Theres a new addition in the Kroger family. The Ohio-based supermarket chain announced this week that it is acquiring the small Michigan-based Hillers M...

Frazer Jones
|May 5|magazine8 min read

There’s a new addition in the Kroger family. The Ohio-based supermarket chain announced this week that it is acquiring the small Michigan-based Hiller’s Markets specialty chain for an undisclosed sum.

“We are excited to welcome Hiller’s customers into our stores and introduce them to our great people,” said Jayne Homco, president of Kroger’s Michigan division, in a statement to the press. “Hiller’s has a decades-long reputation of great customer service and outstanding selection of local and ethnic foods, and we look forward to continuing those traditions as we expand in this market.”
Meanwhile Jim Hiller, president and CEO of Hiller’s Markets, also took to the press release to express his support of the acquisition—as well as to ask the current Hiller’s Markets customer base to support the changes ahead:

“After 75 years of providing the finest quality groceries and services to southeast Michigan I am pleased that Hiller’s legacy of excellence will be continued by the Kroger Company. I encourage Hiller’s customers to continue shopping at Kroger following the transition and to continue supporting their favorite associates.”

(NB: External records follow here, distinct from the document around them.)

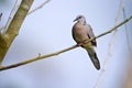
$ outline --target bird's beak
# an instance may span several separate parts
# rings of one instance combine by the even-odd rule
[[[77,21],[77,19],[75,19],[73,22]]]

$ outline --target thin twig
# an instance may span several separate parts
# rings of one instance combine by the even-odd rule
[[[125,10],[124,10],[124,8],[122,8],[122,11],[123,11],[123,19],[125,20]],[[124,29],[125,29],[125,35],[127,35],[128,50],[129,50],[129,53],[131,55],[132,54],[132,50],[131,50],[131,45],[130,45],[130,41],[129,41],[129,32],[128,32],[127,24],[124,24]]]
[[[19,2],[19,0],[15,0],[14,6],[13,6],[11,12],[10,12],[10,15],[9,15],[9,18],[8,18],[8,21],[7,21],[6,25],[1,28],[1,29],[2,29],[2,33],[4,33],[4,32],[7,31],[10,22],[11,22],[12,19],[13,19],[14,11],[16,11],[16,10],[19,9],[18,2]]]
[[[118,11],[118,14],[117,14],[117,18],[116,18],[116,24],[114,25],[117,25],[118,20],[119,20],[120,15],[121,15],[122,4],[123,4],[123,0],[120,1],[119,11]],[[98,80],[97,80],[97,82],[95,85],[95,88],[99,88],[101,82],[102,82],[102,80],[103,80],[103,78],[105,78],[106,68],[107,68],[107,66],[109,64],[109,61],[110,61],[110,57],[112,55],[111,51],[113,50],[113,45],[114,45],[114,42],[116,42],[117,31],[118,30],[116,29],[116,31],[113,32],[112,37],[110,40],[109,47],[108,47],[108,54],[107,54],[107,57],[105,59],[105,63],[103,63],[103,66],[102,66],[102,70],[100,72]]]
[[[99,37],[106,35],[106,34],[111,33],[112,31],[117,30],[119,26],[121,26],[121,25],[123,25],[124,23],[129,22],[131,19],[132,19],[132,15],[131,15],[130,18],[128,18],[127,20],[124,20],[123,22],[119,23],[118,25],[113,26],[111,30],[109,30],[109,31],[107,31],[107,32],[105,32],[105,33],[102,33],[102,34],[94,37],[94,38],[90,38],[89,41],[87,40],[86,42],[90,42],[90,41],[92,41],[92,40],[99,38]],[[85,43],[86,43],[86,42],[85,42]],[[38,54],[37,57],[34,57],[34,58],[31,58],[31,59],[28,59],[28,61],[24,61],[24,62],[21,62],[21,63],[18,63],[18,64],[12,64],[12,65],[9,65],[9,66],[0,67],[0,70],[6,70],[6,69],[14,68],[14,67],[18,67],[18,66],[22,66],[22,65],[25,65],[25,64],[29,64],[29,63],[32,63],[32,62],[42,59],[42,58],[47,58],[47,57],[56,56],[56,55],[58,55],[58,54],[65,53],[65,52],[70,51],[70,50],[74,50],[74,48],[76,48],[76,47],[78,47],[78,46],[80,46],[80,45],[82,45],[82,44],[84,44],[84,43],[80,43],[79,45],[78,45],[78,44],[77,44],[77,45],[73,45],[73,46],[70,46],[70,47],[68,47],[68,48],[65,48],[65,50],[62,50],[62,51],[59,51],[59,52],[52,53],[52,54],[47,54],[47,55],[43,55],[43,56],[41,56],[41,55]]]
[[[28,14],[31,14],[31,13],[35,12],[36,10],[43,8],[47,2],[50,2],[50,0],[44,1],[42,4],[40,4],[35,9],[33,9],[32,11],[30,11]]]

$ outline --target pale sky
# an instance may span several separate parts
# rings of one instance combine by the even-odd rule
[[[0,1],[3,26],[15,0]],[[34,0],[32,9],[43,0]],[[114,26],[120,0],[51,0],[42,9],[26,16],[21,31],[12,43],[3,65],[19,63],[38,55],[50,54],[75,45],[72,36],[73,20],[84,14],[95,35]],[[132,0],[123,0],[127,18],[132,15]],[[123,21],[122,13],[118,21]],[[132,21],[128,23],[129,37]],[[96,52],[101,67],[107,57],[108,34],[97,38]],[[129,51],[124,26],[117,32],[114,50],[108,63],[100,88],[121,88],[127,74]],[[132,40],[130,40],[132,43]],[[132,45],[131,45],[132,46]],[[68,51],[18,68],[0,72],[0,88],[94,88],[101,73],[96,70],[87,52],[81,47]],[[9,87],[8,87],[9,86]]]

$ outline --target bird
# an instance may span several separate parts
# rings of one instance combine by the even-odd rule
[[[92,29],[90,24],[86,22],[86,19],[84,15],[79,14],[74,20],[76,22],[72,29],[73,38],[77,44],[82,43],[86,40],[90,40],[95,37],[95,34],[92,32]],[[95,46],[97,46],[96,40],[92,40],[90,42],[84,43],[81,45],[82,48],[85,48],[94,64],[97,70],[100,69],[100,62],[98,59],[98,56],[95,51]]]

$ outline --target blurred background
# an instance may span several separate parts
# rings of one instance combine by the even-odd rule
[[[21,0],[0,0],[0,12],[2,12],[0,28],[7,24],[9,18],[13,18],[10,13],[12,9],[13,12],[16,11],[20,2]],[[31,10],[43,2],[44,0],[34,0]],[[72,28],[73,20],[78,14],[84,14],[95,35],[99,35],[123,21],[124,14],[125,18],[132,15],[131,6],[132,0],[122,2],[121,0],[51,0],[42,9],[26,16],[4,57],[3,66],[36,57],[38,53],[45,55],[75,45]],[[130,78],[128,74],[131,75],[128,70],[132,67],[129,65],[132,62],[131,29],[132,21],[119,28],[114,36],[112,32],[97,38],[96,52],[101,68],[107,64],[100,88],[127,88],[125,82]],[[110,55],[108,55],[109,48]],[[106,58],[109,59],[108,63]],[[78,47],[54,57],[0,72],[0,88],[94,88],[97,87],[100,73],[102,69],[96,70],[87,52]]]

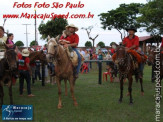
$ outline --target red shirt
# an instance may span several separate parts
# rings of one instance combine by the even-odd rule
[[[135,45],[136,46],[136,50],[138,49],[138,47],[139,47],[139,37],[138,36],[134,36],[131,40],[129,39],[129,37],[126,37],[126,38],[124,38],[124,40],[123,40],[123,44],[126,46],[126,47],[128,47],[128,48],[130,48],[130,47],[132,47],[133,45]]]
[[[79,36],[76,33],[72,34],[71,36],[67,36],[66,38],[61,36],[60,40],[62,40],[62,39],[65,39],[66,41],[69,41],[70,44],[73,44],[73,43],[78,44],[79,43]]]
[[[19,59],[19,70],[28,70],[27,64],[30,63],[29,57],[26,57],[25,60],[23,60],[23,57],[20,53],[18,53],[18,59]]]

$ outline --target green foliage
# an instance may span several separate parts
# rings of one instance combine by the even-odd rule
[[[17,41],[16,43],[15,43],[15,45],[16,46],[18,46],[18,47],[23,47],[24,46],[24,43],[22,42],[22,41]]]
[[[87,47],[87,48],[92,47],[92,43],[90,41],[87,41],[85,43],[85,47]]]
[[[101,42],[98,43],[98,46],[100,46],[101,48],[104,48],[105,47],[105,43],[101,41]]]
[[[103,63],[102,71],[106,72],[106,63]],[[62,86],[63,108],[57,109],[58,88],[57,85],[47,83],[41,87],[41,82],[35,82],[32,86],[32,94],[35,97],[27,97],[27,90],[23,97],[19,96],[19,80],[13,86],[13,100],[16,105],[33,105],[34,122],[155,122],[155,85],[151,83],[151,67],[145,66],[143,85],[145,95],[140,95],[140,84],[133,79],[132,97],[134,104],[129,105],[128,81],[124,83],[124,98],[118,103],[120,88],[119,83],[107,82],[98,84],[97,64],[92,63],[92,70],[87,74],[79,74],[75,83],[75,97],[78,107],[73,105],[68,83],[68,96],[65,96],[65,85]],[[41,88],[40,88],[41,87]],[[24,84],[24,88],[26,85]],[[8,87],[4,87],[4,104],[9,104]],[[162,92],[162,91],[161,91]],[[162,92],[163,93],[163,92]],[[163,103],[161,102],[161,106]],[[160,111],[163,113],[163,109]],[[2,120],[2,112],[0,114]],[[163,119],[161,116],[160,121]],[[18,122],[18,121],[17,121]],[[23,122],[23,121],[22,121]]]
[[[163,34],[163,0],[149,1],[140,9],[137,21],[150,33]]]
[[[38,27],[40,34],[42,35],[42,39],[46,39],[48,35],[50,37],[56,37],[59,34],[62,34],[62,31],[65,30],[68,22],[63,18],[55,18],[54,20],[49,20],[47,23],[43,21]]]

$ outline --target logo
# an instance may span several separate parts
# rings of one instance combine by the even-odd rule
[[[2,120],[33,120],[33,106],[2,105]]]

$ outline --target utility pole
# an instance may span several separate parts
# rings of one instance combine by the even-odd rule
[[[24,34],[26,34],[26,47],[28,47],[28,34],[30,34],[30,33],[28,33],[28,31],[27,31],[27,26],[31,25],[31,24],[23,24],[23,25],[26,26],[26,33],[24,33]]]
[[[37,45],[37,22],[36,22],[36,9],[35,9],[35,45]]]

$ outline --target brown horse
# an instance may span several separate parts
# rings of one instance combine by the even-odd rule
[[[29,55],[30,64],[35,63],[36,60],[40,60],[42,64],[46,64],[46,55],[44,54],[43,50],[31,52]]]
[[[48,57],[52,57],[55,60],[55,75],[56,75],[56,82],[58,86],[58,95],[59,95],[59,102],[58,102],[58,109],[62,108],[62,101],[61,101],[61,80],[65,81],[65,94],[67,95],[67,83],[68,80],[70,83],[70,91],[71,96],[74,101],[74,106],[77,106],[78,103],[74,96],[74,85],[75,85],[75,78],[74,78],[74,67],[68,54],[64,50],[64,48],[58,44],[55,38],[51,38],[48,41]]]
[[[148,65],[152,65],[152,82],[156,80],[156,76],[154,71],[157,71],[158,69],[156,67],[156,59],[160,58],[160,85],[161,80],[163,79],[163,53],[162,50],[160,50],[159,47],[156,46],[150,46],[150,49],[148,50]]]
[[[119,80],[120,80],[120,99],[119,102],[122,102],[122,98],[123,98],[123,80],[125,78],[128,78],[129,81],[129,85],[128,85],[128,93],[130,96],[130,104],[133,104],[133,99],[132,99],[132,82],[133,82],[133,78],[132,75],[134,75],[135,73],[135,69],[134,69],[134,63],[133,63],[133,59],[134,57],[127,53],[125,51],[125,47],[124,46],[118,46],[116,49],[116,60],[117,60],[117,64],[118,64],[118,71],[119,71]],[[143,90],[143,79],[140,79],[140,84],[141,84],[141,93],[144,93]]]
[[[12,96],[12,77],[17,72],[18,58],[14,49],[9,49],[6,46],[6,52],[3,59],[0,60],[0,107],[3,105],[3,85],[7,84],[9,88],[10,104],[13,104]]]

This acquisition is very different from the recent massive merger between Albertsons and Safeway—Hiller’s Markets is a very small regional chain, comprised of only seven locations throughout the Detroit metropolitan area. Why would a major chain like Kroger choose to invest in acquiring such a comparatively small brand that would not expand its national reach?

The answer could lie in a recent study predicting that traditional retailers could lose 10 percent of their market share by 2025. In its white paper “Food Industry Transformation: The Next Decade,” consulting and research firm Technomic reports that changes in spending and attitudes on health and nutrition among middle-class and affluent consumers could cause a seismic shift in the retail industry, with the market share of traditional retailers dropping from 71 percent to 62 percent over the next ten years. In addition, while supermarkets can expect 3 percent sales growth annually over the next decade, Technomic predicts that fresh format stores and farmer’s markets will grow each year by 12 percent and 13.5 percent respectively.

Faced with data and predictions like this, investing in smaller hyperregional markets makes perfect sense. It’s surprising that Kroger isn’t keeping the Hiller’s Markets name throughout the transition, but then again it could be part of a strategy to help consumers associate the Kroger name as much with smaller local specialty markets as with larger traditional supermarkets.

Either way, If Kroger is able to make similar strategic acquisitions like this across the country—and if Kroger is able to retain its customer base by maintaining the focus and intent (if not the identity) of the original markets it acquires—it may continue to grow and benefit even as consumers start to turn more frequently to grocers outside of the traditional Kroger model.